A première vue, il n'y a sans doute pas de quoi se relever la nuit... Un film assez routinier, avec des stars entre deux contrats, dont une en devenir, et une intrigue mi-figue mi-raisin, située dans cette ville dont les films pre-code nous persuadent toujours qu'elle est à la fois un paradis sur terre et une antichambre de l'enfer... Paris.

Michael Trevor est un Américain qui vit à Paris, et il s'est relevé d'un scandale qu'il a vécu aux Etats-Unis, où il était l'éditeur d'un journal. Maintenant, c'est moins glorieux: il prétend travailler sur un roman, mais en réalité il imprime une feuille de chou semi-clandestine dans laquelle les pires potins sont galvaudés. Elle n'est pas vraiment faite pour être lue, en réalité, puisque elle sert de "munitions" dans des affaires de chantage, dont il se sort toujours indemne... Un jour, en "agissant en intermédiaire" entre le journal en question et une de ses victimes Guy Kibbee, persuadé que Michael lui rend un service en ami), il rencontre la nièce de celui-ci, Mary (Carole Lombard), et pour les deux c'est un coup de foudre. Michael remet toute sa vie en question...
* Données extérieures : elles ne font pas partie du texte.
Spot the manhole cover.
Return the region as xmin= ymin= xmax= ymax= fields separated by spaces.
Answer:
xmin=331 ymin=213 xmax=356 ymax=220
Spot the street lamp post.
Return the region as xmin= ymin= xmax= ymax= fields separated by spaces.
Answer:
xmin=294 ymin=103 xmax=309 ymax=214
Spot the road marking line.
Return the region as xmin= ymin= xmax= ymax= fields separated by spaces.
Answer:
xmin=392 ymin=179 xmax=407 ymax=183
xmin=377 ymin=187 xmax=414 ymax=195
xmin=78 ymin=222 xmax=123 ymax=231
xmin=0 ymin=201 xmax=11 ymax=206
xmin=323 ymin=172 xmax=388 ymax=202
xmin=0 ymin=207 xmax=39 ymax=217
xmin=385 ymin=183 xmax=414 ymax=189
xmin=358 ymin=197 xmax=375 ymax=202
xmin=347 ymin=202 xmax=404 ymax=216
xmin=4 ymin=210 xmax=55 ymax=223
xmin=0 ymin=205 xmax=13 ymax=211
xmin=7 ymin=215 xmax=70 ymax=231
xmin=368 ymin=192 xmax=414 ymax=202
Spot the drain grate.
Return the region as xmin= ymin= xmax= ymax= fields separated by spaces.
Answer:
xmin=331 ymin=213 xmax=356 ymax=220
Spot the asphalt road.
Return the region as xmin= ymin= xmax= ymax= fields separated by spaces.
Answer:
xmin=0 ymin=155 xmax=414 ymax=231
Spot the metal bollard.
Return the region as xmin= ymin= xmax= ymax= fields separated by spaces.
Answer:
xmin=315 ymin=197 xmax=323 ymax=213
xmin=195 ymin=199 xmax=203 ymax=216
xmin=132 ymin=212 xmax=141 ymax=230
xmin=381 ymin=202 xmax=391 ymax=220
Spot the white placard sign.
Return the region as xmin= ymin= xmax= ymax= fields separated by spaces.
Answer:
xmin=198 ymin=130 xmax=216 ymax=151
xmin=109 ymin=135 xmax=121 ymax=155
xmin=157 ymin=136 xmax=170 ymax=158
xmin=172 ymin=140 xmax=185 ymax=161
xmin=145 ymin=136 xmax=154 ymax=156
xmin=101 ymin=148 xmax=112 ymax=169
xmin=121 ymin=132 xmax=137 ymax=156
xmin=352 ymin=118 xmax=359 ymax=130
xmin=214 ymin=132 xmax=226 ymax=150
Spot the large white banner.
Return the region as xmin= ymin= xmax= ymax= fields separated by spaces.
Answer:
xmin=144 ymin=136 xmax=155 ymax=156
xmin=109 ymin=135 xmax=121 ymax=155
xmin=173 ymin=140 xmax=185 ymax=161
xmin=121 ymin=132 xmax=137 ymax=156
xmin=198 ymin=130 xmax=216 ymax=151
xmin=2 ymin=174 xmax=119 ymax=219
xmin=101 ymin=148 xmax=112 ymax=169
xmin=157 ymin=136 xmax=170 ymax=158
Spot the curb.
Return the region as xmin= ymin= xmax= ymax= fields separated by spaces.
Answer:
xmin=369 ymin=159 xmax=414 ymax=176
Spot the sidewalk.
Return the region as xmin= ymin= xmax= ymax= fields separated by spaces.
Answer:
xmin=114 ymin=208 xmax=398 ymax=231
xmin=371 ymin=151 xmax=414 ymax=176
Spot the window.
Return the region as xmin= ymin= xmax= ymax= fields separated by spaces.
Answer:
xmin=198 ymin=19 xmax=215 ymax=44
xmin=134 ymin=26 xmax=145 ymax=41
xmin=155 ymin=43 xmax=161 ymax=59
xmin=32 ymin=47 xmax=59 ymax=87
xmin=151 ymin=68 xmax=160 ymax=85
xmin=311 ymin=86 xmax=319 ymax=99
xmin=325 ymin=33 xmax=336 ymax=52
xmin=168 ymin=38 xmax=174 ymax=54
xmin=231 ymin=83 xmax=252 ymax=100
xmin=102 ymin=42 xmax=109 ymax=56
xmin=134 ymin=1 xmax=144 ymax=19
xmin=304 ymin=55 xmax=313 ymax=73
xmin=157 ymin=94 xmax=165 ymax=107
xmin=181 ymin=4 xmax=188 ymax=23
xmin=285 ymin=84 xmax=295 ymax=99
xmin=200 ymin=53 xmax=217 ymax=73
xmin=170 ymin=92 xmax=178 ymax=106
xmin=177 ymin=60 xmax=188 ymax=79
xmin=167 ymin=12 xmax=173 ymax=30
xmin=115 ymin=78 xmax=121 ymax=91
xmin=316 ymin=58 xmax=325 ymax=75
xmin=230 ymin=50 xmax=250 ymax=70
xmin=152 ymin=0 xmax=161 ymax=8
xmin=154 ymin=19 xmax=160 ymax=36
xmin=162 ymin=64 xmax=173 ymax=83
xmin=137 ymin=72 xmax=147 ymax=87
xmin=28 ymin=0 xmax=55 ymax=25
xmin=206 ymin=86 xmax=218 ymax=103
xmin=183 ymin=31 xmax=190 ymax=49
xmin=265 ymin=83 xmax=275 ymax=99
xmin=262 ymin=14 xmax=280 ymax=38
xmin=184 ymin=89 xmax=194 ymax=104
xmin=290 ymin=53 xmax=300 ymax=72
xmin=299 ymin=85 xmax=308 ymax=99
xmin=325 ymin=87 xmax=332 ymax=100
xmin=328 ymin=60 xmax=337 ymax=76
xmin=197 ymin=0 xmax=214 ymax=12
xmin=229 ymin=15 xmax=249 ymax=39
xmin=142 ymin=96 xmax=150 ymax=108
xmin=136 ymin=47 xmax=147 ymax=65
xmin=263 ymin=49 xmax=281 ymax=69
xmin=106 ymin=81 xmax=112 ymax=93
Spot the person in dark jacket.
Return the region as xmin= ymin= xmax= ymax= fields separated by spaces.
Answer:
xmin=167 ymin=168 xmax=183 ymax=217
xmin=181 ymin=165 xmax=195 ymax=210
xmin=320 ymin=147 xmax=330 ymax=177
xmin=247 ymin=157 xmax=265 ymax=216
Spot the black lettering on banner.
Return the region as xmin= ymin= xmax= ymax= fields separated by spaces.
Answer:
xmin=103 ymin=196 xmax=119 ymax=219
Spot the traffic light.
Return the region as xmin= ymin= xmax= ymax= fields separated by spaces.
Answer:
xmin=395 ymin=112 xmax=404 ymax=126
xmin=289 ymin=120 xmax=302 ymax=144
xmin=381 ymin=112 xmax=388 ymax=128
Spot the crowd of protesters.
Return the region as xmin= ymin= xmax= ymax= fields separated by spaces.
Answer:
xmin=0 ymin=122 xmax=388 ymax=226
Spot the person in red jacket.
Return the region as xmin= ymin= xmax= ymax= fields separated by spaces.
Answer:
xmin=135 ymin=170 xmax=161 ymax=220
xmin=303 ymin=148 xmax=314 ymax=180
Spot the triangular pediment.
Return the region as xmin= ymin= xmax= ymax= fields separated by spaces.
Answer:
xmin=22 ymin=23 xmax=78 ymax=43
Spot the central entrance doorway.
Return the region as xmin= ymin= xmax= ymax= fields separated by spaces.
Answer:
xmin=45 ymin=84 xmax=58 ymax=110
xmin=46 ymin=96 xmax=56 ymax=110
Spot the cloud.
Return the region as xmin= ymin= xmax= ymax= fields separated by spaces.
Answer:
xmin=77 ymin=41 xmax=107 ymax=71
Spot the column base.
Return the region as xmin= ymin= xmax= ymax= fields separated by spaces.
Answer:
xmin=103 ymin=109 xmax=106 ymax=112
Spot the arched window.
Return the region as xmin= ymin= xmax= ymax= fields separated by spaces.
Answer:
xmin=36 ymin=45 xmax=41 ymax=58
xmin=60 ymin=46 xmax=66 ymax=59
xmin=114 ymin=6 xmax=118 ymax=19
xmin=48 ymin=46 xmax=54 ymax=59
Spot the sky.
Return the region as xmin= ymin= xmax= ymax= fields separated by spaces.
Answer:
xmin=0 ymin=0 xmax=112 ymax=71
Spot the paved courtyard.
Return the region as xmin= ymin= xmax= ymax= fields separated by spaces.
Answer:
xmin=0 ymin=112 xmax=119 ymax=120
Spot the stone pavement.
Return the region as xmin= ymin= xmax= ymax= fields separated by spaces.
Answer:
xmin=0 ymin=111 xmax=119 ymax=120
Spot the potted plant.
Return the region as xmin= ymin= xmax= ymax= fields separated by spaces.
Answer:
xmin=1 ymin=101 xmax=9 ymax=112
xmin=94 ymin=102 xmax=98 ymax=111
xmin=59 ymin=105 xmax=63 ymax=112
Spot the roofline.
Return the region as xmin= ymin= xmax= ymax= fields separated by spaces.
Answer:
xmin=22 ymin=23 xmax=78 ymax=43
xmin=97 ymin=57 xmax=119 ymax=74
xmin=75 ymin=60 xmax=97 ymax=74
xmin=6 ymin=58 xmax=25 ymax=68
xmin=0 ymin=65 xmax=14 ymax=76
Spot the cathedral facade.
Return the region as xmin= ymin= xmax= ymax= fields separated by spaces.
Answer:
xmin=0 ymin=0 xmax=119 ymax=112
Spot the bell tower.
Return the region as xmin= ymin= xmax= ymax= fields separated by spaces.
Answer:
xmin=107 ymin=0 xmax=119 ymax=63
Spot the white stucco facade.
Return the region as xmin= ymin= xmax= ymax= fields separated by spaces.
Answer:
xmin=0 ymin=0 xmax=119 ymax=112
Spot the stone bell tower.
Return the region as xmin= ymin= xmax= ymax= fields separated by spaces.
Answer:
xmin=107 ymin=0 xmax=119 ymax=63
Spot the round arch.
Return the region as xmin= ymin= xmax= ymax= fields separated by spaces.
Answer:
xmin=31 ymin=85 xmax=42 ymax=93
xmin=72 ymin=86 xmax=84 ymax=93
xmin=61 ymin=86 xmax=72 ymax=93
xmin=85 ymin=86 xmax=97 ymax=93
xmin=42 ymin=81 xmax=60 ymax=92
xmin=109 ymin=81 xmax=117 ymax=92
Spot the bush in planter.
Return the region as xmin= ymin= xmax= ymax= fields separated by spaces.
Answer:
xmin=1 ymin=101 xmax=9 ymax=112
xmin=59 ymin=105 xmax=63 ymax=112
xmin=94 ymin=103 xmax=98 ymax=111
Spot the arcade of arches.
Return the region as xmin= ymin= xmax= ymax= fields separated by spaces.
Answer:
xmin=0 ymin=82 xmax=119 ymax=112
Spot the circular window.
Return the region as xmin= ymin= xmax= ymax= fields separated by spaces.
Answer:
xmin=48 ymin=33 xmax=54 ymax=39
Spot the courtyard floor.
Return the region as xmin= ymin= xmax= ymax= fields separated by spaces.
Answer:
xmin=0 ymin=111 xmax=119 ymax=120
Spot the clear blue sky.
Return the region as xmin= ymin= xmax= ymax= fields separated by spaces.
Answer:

A seconde vue, c'est un curieux mélange: Carole Lombard est sous-employée, "l'autre femme" est une accumulation de clichés (une collaboratrice de Trevor, qui a vécu et qui l'aime en silence, interprétée par Wynne Gibson), la mise en scène se contente d'aligner des décors élégamment constitués (Ah, Paris!) mais le rythme se traîne, Guy Kibbee nous fait espérer de la comédie... Oui, mais il y a William Powell. Tout en finesse, superbe même quand il ne fait rien, doté de son propre rythme de sa propre mise en scène, il est royal. Capable de sauver un film s'il le souhaite, ou s'il sait que ça sortira son studio de l'embarras... Inutile de dire que quand il sort du cadre, on s'ennuie.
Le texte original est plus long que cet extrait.